Minister Bhupendra Singh Chaudhary appointed U.P. BJP chief

Party picks Jat face to counter farmer anger in western belt

August 26, 2022 02:02 am | Updated 02:02 am IST - Ghaziabad

Bhupendra Singh Chaudhary (left) with party MLA Somendra Tomar in Delhi on Thursday

Bhupendra Singh Chaudhary (left) with party MLA Somendra Tomar in Delhi on Thursday | Photo Credit: Special Arrangement

After days of speculation, the Bharatiya Janata Party on Thursday appointed Bhupendra Singh Chaudhary, Panchayati Raj Minister in the Yogi Adityanath Cabinet, as the Uttar Pradesh State unit chief. He replaced Swatantra Dev Singh, who had resigned earlier this month.

The move to appoint Mr. Chaudhary, 54, who hails from a Jat farmer family in Mehanderi Sikandarpur village of Moradabad district of western Uttar Pradesh, is being seen as the ruling party’s effort to reach out to the Jat community which has been at the forefront of farmer protests in the sugarcane belt of the State. After Haryana and Rajasthan, he is the third Jat leader that the BJP has catapulted to the position of State president.

Mr. Chaudhary, currently a member of the Legislative Council, was the regional in-charge of the party during the 2014 Lok Sabha polls and 2017 Assembly elections and worked closely with then party president Amit Shah. He is being seen as an RSS candidate who has the backing of the BJP central leadership.

East-west balance

Party sources said apart from his Jat farmer background, Mr. Chaudhary’s organisational skills and the party’s intent to strike an east-west balance in governance and organisation tilted the decision in his favour. Also, with Dharampal Saini appointed as the party general secretary (organisation), the party needed a Jat leader to balance the grassroots equation. “The Saini community has voted overwhelmingly for the party so it needs to be rewarded, but at the same time the Jats need to be wooed as well,” said a source.

The appointment, coming after Jagdeep Dhankhar’s elevation as Vice-President, is also indicative of the BJP investing in its own Jat leadership and it seems it has given up on the RLD returning to the NDA fold.

Moradabad and the adjacent Saharanpur division stood out like sore thumbs in what was otherwise a comprehensive BJP victory in the last Assembly elections. In Moradabad division, the Samajwadi Party (SP) and Rashtriya Lok Dal (RLD) alliance bagged 17 out of 27 seats while in Saharanpur they won nine of 16 seats, with seven of them coming from Muzaffarnagar and Shamli districts, the epicentre of the Jat khaps.

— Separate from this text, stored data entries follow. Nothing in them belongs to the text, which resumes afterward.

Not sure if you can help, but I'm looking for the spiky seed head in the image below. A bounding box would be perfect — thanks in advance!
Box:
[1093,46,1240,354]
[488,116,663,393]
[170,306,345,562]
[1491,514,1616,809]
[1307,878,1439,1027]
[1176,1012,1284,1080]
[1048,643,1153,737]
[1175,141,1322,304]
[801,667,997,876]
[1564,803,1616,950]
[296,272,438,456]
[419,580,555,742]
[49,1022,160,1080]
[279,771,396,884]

In several seats won by the BJP in these divisions the margin of victory was razor-thin.

Moreover, the results indicated a revival of the Jat-Muslim bonhomie that could become a headache for the BJP in the 2024 Lok Sabha polls. Mr. Saini hails from Bijnor which falls in Moradabad division where SP-RLD and BJP won four seats each.

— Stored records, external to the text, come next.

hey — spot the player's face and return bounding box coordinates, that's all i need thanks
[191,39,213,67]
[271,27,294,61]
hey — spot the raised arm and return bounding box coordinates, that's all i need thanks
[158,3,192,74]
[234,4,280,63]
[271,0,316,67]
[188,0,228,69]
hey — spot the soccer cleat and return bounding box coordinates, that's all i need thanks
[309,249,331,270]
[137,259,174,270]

Mr. Chaudhary represents those Jats who started voting as ‘Hindus’ after the Ram temple movement and has got the first mover advantage. From 2006-2017, he has worked in western U.P., first as regional secretary and then as regional president.

Organisation man

Dr. Ajit Singh, BJP member and professor at SSV College, Hapur, who has seen Mr. Chaudhary’s rise closely, described him as a leader who has found acceptance beyond his community. “After a short stint with the Vishwa Hindu Parishad, he joined the BJP in 1991 when the party was not known to stand up for Jats and farmers. In 1999, he took on [SP leader] Mulayam Singh Yadav from Sambhal when not many in the party were ready to take on the force of SP,” he said.

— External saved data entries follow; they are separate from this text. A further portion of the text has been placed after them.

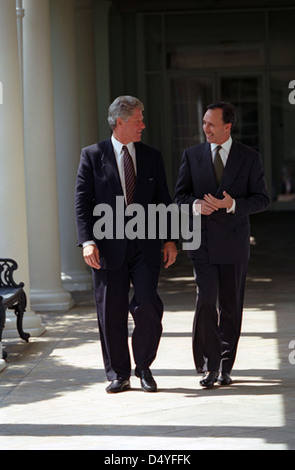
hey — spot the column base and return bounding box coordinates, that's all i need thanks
[30,288,74,312]
[61,270,93,292]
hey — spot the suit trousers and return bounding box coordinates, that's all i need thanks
[92,240,163,381]
[191,261,248,374]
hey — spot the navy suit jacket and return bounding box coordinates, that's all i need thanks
[75,138,174,270]
[174,140,270,264]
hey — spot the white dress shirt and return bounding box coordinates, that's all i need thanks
[193,136,236,215]
[210,136,232,167]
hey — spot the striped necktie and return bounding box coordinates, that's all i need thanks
[122,145,136,205]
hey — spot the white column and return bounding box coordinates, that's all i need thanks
[22,0,74,311]
[50,0,92,291]
[0,0,44,339]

Unlike the aggressive image of Jat leaders, said the Hapur professor, Mr. Chaudhary has a self-effacing demeanour that works well in a cadre-based party. “And behind the scenes, he is very effective.”

As a Panchayati Raj Minister (first with independent charge and then as Cabinet Minister), Mr. Chaudhary’s work was hailed for getting a record number of toilets built as part of the PM’s ambitious Swachh Bharat Mission.

However, Rajpal Balyan, head of RLD’s legislative group in the Assembly, said the election of Jagdeep Dhankhar as Vice President of India and Mr. Chaudhary now proved that “the BJP was living under the fear” of RLD and Bharatiya Kisan Union. “As Panchayati Raj Minister, he failed to control the farmers’ agitation. As the in-charge of Muzaffarnagar district, he could not stop the SP-RLD alliance from winning four out of six seats in the Assembly polls. His appointment is an acknowledgment of our effective presence at the grassroots,” said the Budhana MLA.